By Archie Gibbs, University of Southern Mississippi
The Two-spirited person is a native tradition that anthropologists have been able to date to some of the earliest discoveries of Native artifacts. According to www.mcgill.ca, the term Two-spirited was derived from interpretations of Native languages used to describe people who displayed both characteristics of male and female. It is simultaneously used by some contemporary gay, lesbian, bisexual, transgender, queer, same-sex attracted and intersex Native Americans to describe themselves.In history, the roles of males and females are shared including clothing and performing work. The two spirited people are happy with their sense of life knowing that some people in their culture are different. Saying that, the two spirit culture embraces gender flexibilty and see it as a precious aspect of the human experience.

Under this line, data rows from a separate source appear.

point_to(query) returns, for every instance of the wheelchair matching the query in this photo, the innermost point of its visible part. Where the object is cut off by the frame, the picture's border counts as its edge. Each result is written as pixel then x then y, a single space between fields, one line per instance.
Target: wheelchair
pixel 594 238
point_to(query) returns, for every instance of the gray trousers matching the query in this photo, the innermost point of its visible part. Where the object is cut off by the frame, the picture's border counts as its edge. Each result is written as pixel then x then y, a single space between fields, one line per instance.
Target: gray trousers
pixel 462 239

From the website www.encarta.msn.com, the two spirited person is one who has received the greatest gift from the creator in the Native American culture. This gift is having the privilege to have both male and female spirits in their bodies. The individual given this gift of two-spirits means that this individual had the ability to see the world from two perspectives at the same time. For example, a native american blessed with two spirits could see the idea of a war from more than one point of view. This person, as a leader in a native society, could see the perception of war as in gaining power, which is sought out to be a male instinct. On the other hand, that same person can use the conflict to bring out peace which is more common to a female’s aspect. Besides the individual’s spiritual abilities, their will to do work was still available in the high status of two-spirit people. According to http://www.wikipedia.org, even though a two-spirit male would have taken on the gender identity of a woman, he would still have the endurance and strength of a man. But in that society they feel that the gift of two spirit should be shared with all. Most commonly, the two spirited indiviuals in the society was popular leaders, mediators, teachers, artists, seers, and spirtual guides. They were treated with the upmost respect, and held very important spiritual and ceremonial responsibilities.

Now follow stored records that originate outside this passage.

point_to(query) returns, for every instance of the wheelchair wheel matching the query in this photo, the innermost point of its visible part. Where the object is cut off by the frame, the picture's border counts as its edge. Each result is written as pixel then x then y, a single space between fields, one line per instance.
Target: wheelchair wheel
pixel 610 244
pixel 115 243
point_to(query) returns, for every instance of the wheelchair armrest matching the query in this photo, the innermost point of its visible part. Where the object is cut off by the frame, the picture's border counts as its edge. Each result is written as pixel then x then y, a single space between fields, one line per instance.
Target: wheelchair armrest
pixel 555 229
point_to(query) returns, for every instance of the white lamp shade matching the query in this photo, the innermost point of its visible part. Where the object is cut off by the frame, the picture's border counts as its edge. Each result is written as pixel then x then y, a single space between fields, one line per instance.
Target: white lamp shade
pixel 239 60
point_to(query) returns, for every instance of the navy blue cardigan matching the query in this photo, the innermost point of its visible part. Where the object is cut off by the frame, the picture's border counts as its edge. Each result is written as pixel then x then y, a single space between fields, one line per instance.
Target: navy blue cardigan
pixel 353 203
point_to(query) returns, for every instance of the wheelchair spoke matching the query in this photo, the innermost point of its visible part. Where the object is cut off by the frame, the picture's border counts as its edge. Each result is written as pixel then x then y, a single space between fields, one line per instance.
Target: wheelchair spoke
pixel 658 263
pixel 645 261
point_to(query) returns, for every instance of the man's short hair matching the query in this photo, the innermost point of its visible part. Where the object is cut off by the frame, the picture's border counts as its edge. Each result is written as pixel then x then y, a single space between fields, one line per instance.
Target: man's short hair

Nethertheless, these people weren’t subject to male or female dominant societies. In everyday life, the two-spirit male typically would wear women’s clothes and do women’s work. He would be accepted as “one of the girls.” He might take a husband from among the men of the tribe, or might have affairs with several, or both. Generally two-spirit males were not expected to have sexual relations with women. Female-bodied two-spirits usually had sexual relations or marriages with only females. According to www.wikipedia.org, in the Lakota tribe, two-spirits commonly married widowers; a male-bodied two-spirit could perform the function of parenting the children of her husband’s late wife without any risk of bearing new children to whom she might give priority. In the two-spirits relationships, the partners did not take on any special recognition. Although each mate mostly believes that after having sexual relations with a two-spirit, they would obtain magical abilities. They feel there are given obscene nicknames by the two-spirited person which they believed held “good luck,” or in the case of male partners, boosted their masculinity.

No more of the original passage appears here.